45. The method of any one of items 31 to 44, wherein the configuration signalings and the messages are transmitted with Radio Resource Control (RRC) Information Element (IE), Media Access Control-Control Element (MAC-CE), and/or Downlink Control Information (DCI).

In a yet further aspect, some items as examples of the disclosure concerning a method of gNB may be summarized as follows:

transmitting, by a transmitter, a first configuration signalling for monitoring performance of one or more Artificial Intelligence (AI) models that are activated, and a second configuration signalling for reporting a result of the performance monitoring; receiving, by a receiver, a performance report of the AI models that is generated and reported according to the first configuration signalling and the second configuration signalling. 46. A method, comprising:

47. The method of item 46, wherein the receiver further receives a first message

indicating a set of AI models to be registered.

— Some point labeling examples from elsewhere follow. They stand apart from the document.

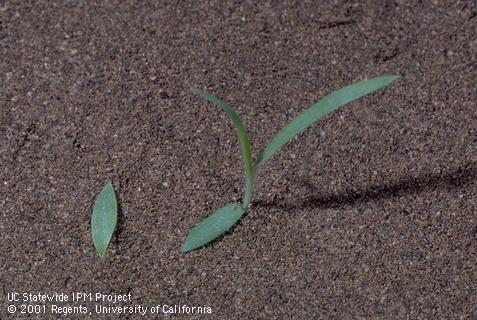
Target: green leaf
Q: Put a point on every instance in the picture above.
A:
(242, 133)
(213, 226)
(104, 219)
(321, 108)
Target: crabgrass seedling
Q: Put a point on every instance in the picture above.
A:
(222, 219)
(104, 219)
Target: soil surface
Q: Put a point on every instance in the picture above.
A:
(369, 214)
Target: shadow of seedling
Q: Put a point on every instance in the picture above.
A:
(458, 177)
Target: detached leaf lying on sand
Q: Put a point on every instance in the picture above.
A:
(104, 219)
(224, 218)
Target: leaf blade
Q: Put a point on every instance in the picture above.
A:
(104, 219)
(213, 226)
(239, 128)
(319, 109)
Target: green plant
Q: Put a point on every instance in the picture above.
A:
(222, 219)
(104, 219)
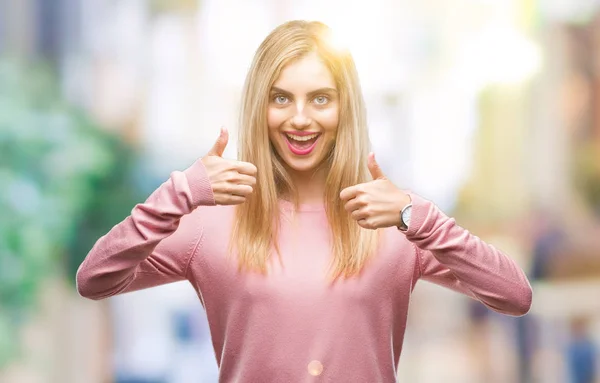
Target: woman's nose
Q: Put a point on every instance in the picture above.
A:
(300, 119)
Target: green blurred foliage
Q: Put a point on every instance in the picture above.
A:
(587, 173)
(63, 183)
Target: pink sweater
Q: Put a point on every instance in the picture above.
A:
(292, 326)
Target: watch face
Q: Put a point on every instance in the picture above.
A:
(406, 215)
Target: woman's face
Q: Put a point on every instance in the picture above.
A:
(303, 113)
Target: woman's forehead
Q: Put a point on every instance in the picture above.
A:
(305, 75)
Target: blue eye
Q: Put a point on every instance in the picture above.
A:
(280, 99)
(321, 100)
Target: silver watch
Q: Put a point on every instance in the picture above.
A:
(405, 217)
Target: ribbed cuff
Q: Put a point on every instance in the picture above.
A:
(199, 183)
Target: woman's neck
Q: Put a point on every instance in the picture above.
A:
(310, 186)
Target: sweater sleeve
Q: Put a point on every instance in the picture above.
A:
(153, 245)
(451, 256)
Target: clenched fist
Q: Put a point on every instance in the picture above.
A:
(375, 204)
(231, 181)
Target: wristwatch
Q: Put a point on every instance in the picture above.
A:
(405, 217)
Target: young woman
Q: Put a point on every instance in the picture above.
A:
(303, 254)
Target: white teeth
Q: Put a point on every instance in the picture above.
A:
(301, 138)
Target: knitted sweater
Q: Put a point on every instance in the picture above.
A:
(293, 325)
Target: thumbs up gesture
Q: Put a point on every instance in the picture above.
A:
(375, 204)
(231, 181)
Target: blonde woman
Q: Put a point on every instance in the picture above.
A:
(302, 252)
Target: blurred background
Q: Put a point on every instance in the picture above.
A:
(489, 108)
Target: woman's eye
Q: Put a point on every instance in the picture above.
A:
(280, 99)
(321, 100)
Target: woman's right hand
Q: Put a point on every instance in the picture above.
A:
(231, 181)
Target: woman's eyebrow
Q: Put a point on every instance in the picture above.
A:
(320, 90)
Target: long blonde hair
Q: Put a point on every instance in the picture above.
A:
(256, 224)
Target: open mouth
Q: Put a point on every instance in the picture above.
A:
(301, 145)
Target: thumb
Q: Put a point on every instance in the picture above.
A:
(374, 168)
(219, 146)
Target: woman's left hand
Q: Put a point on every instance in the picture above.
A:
(375, 204)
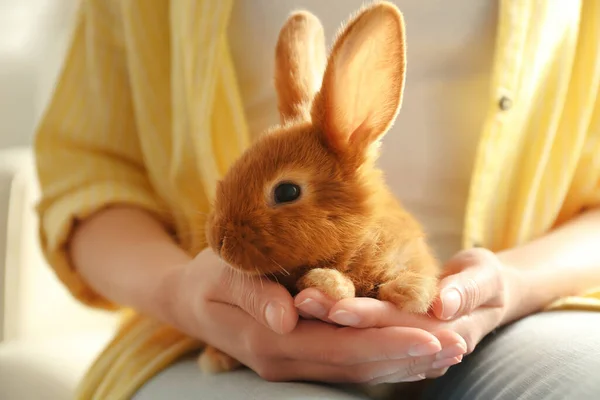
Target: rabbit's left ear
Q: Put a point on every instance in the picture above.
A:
(299, 64)
(364, 79)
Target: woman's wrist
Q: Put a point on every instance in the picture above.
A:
(125, 255)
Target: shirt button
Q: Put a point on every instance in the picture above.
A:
(505, 103)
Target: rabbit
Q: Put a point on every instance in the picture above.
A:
(305, 204)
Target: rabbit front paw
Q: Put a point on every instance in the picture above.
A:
(214, 361)
(330, 282)
(410, 292)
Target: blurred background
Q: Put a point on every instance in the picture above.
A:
(34, 36)
(45, 336)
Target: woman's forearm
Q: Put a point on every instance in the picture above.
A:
(565, 262)
(125, 255)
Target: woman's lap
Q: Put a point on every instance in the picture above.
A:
(553, 355)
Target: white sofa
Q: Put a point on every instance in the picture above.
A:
(47, 339)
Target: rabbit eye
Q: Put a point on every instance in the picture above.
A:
(286, 193)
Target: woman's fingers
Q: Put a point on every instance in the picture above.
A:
(368, 372)
(314, 341)
(473, 279)
(312, 304)
(366, 312)
(267, 302)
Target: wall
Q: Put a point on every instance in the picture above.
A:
(34, 35)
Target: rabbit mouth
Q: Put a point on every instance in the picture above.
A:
(245, 257)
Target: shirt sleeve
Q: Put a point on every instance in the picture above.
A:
(86, 146)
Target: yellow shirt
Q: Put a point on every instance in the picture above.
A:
(148, 113)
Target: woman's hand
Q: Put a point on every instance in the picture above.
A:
(256, 322)
(476, 292)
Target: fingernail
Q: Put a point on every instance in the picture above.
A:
(415, 378)
(424, 349)
(450, 302)
(313, 308)
(451, 352)
(274, 316)
(344, 317)
(448, 362)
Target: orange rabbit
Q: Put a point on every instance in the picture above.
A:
(306, 204)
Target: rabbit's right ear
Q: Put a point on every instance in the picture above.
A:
(300, 59)
(364, 80)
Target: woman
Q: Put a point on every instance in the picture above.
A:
(496, 151)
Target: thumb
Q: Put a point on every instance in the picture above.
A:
(267, 302)
(475, 280)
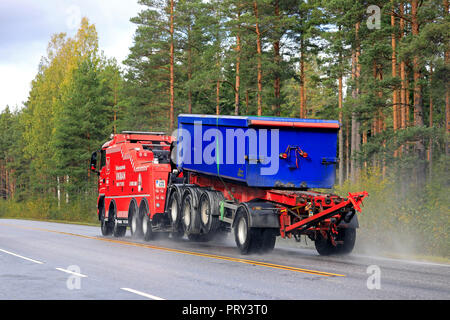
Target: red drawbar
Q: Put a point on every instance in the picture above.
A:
(294, 124)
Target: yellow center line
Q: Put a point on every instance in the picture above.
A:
(193, 253)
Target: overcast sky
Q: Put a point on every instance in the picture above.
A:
(26, 27)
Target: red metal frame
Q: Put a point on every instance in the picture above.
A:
(327, 205)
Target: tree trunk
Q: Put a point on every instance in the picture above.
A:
(238, 64)
(430, 145)
(172, 78)
(302, 80)
(259, 52)
(418, 103)
(189, 52)
(394, 75)
(447, 89)
(276, 108)
(355, 145)
(218, 97)
(341, 136)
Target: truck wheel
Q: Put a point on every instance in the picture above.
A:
(119, 231)
(324, 246)
(135, 222)
(190, 219)
(248, 240)
(174, 213)
(146, 223)
(268, 239)
(348, 236)
(207, 205)
(147, 229)
(105, 226)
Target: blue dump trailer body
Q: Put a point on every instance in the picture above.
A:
(267, 152)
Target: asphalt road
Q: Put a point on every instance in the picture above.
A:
(43, 260)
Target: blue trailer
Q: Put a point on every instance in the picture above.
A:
(255, 176)
(269, 152)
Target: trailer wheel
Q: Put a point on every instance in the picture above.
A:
(268, 238)
(135, 223)
(248, 240)
(348, 236)
(174, 213)
(146, 223)
(105, 226)
(208, 204)
(190, 218)
(323, 245)
(119, 231)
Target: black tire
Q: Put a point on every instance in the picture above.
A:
(248, 240)
(268, 239)
(146, 223)
(324, 246)
(348, 236)
(209, 203)
(134, 220)
(174, 213)
(105, 226)
(190, 219)
(119, 231)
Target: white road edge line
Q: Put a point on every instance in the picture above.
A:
(71, 272)
(19, 256)
(143, 294)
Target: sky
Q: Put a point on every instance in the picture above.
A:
(26, 27)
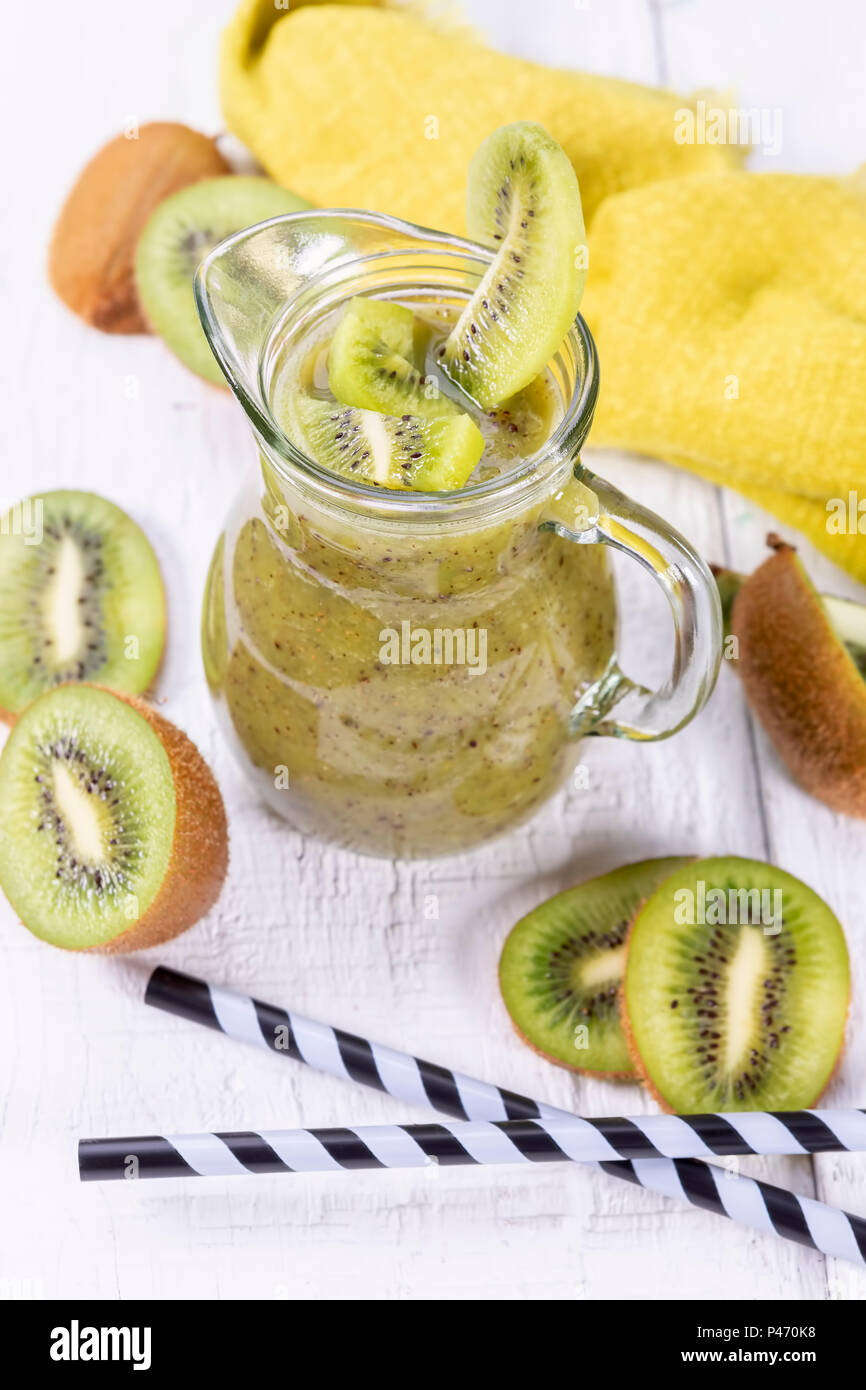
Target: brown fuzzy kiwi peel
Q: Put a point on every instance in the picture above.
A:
(199, 849)
(640, 1066)
(91, 257)
(801, 681)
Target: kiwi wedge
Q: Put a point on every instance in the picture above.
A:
(736, 990)
(371, 363)
(81, 599)
(178, 235)
(385, 451)
(804, 680)
(523, 199)
(111, 826)
(562, 968)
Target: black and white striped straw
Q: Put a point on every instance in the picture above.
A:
(648, 1150)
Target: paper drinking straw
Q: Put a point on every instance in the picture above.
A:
(566, 1137)
(748, 1201)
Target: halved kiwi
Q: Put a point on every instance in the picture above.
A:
(736, 990)
(802, 680)
(562, 968)
(523, 199)
(180, 234)
(371, 363)
(385, 451)
(847, 617)
(81, 598)
(111, 826)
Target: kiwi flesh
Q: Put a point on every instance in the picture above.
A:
(387, 451)
(81, 599)
(802, 681)
(523, 199)
(562, 966)
(177, 238)
(847, 617)
(371, 363)
(736, 990)
(113, 831)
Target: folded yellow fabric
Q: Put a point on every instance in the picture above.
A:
(730, 317)
(363, 104)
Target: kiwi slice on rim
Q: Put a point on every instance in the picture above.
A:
(387, 451)
(111, 826)
(523, 199)
(736, 990)
(370, 363)
(81, 598)
(178, 235)
(562, 968)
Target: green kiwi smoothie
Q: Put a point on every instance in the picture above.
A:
(406, 690)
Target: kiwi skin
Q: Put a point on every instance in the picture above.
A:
(199, 849)
(642, 1075)
(801, 681)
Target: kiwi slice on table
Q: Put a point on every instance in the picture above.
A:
(385, 451)
(371, 363)
(562, 968)
(111, 826)
(736, 990)
(178, 235)
(81, 598)
(523, 199)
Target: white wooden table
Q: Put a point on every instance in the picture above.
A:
(337, 936)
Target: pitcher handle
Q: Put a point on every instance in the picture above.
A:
(694, 601)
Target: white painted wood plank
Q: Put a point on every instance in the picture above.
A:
(791, 57)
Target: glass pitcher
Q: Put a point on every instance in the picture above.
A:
(407, 673)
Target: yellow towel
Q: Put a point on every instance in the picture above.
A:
(730, 309)
(363, 104)
(730, 317)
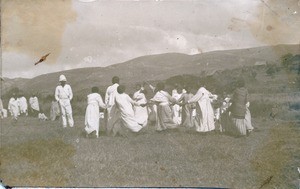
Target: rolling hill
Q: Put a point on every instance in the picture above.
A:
(153, 67)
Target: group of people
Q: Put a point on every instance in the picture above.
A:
(123, 112)
(181, 108)
(18, 106)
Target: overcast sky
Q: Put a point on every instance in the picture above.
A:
(87, 33)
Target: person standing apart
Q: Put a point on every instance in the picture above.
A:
(92, 113)
(34, 105)
(164, 112)
(204, 120)
(54, 110)
(64, 95)
(187, 119)
(13, 107)
(111, 111)
(141, 113)
(125, 105)
(23, 105)
(239, 112)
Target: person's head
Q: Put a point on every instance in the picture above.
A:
(160, 86)
(188, 89)
(95, 90)
(121, 89)
(175, 86)
(240, 83)
(62, 80)
(138, 86)
(115, 80)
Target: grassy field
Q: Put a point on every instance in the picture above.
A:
(35, 153)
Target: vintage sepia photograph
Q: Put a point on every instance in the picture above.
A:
(150, 93)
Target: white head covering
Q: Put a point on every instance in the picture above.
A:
(62, 78)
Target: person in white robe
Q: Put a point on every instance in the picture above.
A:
(42, 117)
(64, 95)
(204, 120)
(1, 109)
(187, 118)
(23, 106)
(164, 112)
(54, 110)
(176, 108)
(152, 107)
(125, 106)
(111, 111)
(13, 107)
(141, 113)
(92, 113)
(34, 105)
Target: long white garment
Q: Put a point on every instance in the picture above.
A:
(125, 104)
(111, 114)
(164, 113)
(54, 111)
(176, 108)
(1, 104)
(140, 113)
(204, 120)
(23, 105)
(64, 96)
(13, 107)
(92, 114)
(34, 103)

48. The method of item 47, wherein the transmitter further transmits a third configuration signalling for activating a subset of the AI models.

49. The method of item 47, wherein the first message comprises: a model identification (ID), one or more deployment scenarios, and configuration parameters, for each corresponding AI model in the set of AI models.

50. The method of item 48, wherein the third configuration signalling comprises: a model ID and associated requirements on operations, for each activated AI model in the subset of the AI models.

51. The method of item 50, wherein the receiver further receives a request message for triggering transmission of the third configuration signalling.

52. The method of item 46, wherein the first configuration signalling comprises: a model ID, and timing information and/or triggering event for the monitoring, for each of the AI models to be monitored.

53. The method of item 52, wherein the first configuration signalling further comprises timing information and/or triggering event for reporting the result of the performance monitoring.

54. The method of item 46, wherein the second configuration signalling comprises: model ID, content, and format of transmission, for the performance report.

55. The method of item 46 or 54, wherein the performance report comprises: measurement result of output of a monitored AI model, measurement result of output of an indicated non-AI approach, measurement result of a performance gap between the monitored AI model and the indicated non-AI approach and/or between the monitored AI model and other AI models, and computation overhead.

56. The method of item 46, wherein the receiver further receives a second message for deactivating one or more of the AI models that are activated.

57. The method of item 56, wherein the second message comprise one or more model IDs to be deactivated.

58. The method of item 57, wherein the second message further comprises one or more model IDs for recommended AI models.

59. The method of item 56, wherein the transmitter further transmits a fourth configuration signalling for deactivation of one or more AI models.

60. The method of any one of items 46 to 59, wherein the configuration signalings and the messages are transmitted with Radio Resource Control (RRC) Information Element (IE), Media Access Control-Control Element (MAC-CE), and/or Downlink Control Information (DCI).

Various embodiments and/or examples are disclosed to provide exemplary and explanatory information to enable a person of ordinary skill in the art to put the disclosure into practice. Features or components disclosed with reference to one embodiment or example are also applicable to all embodiments or examples unless specifically indicated otherwise.

Embodiments may be practiced in other specific forms. The described embodiments are to be considered in all respects only as illustrative and not restrictive. The scope is, therefore, indicated by the appended claims rather than by the foregoing description. All changes which come within the meaning and range of equivalency of the claims are to be embraced within their scope.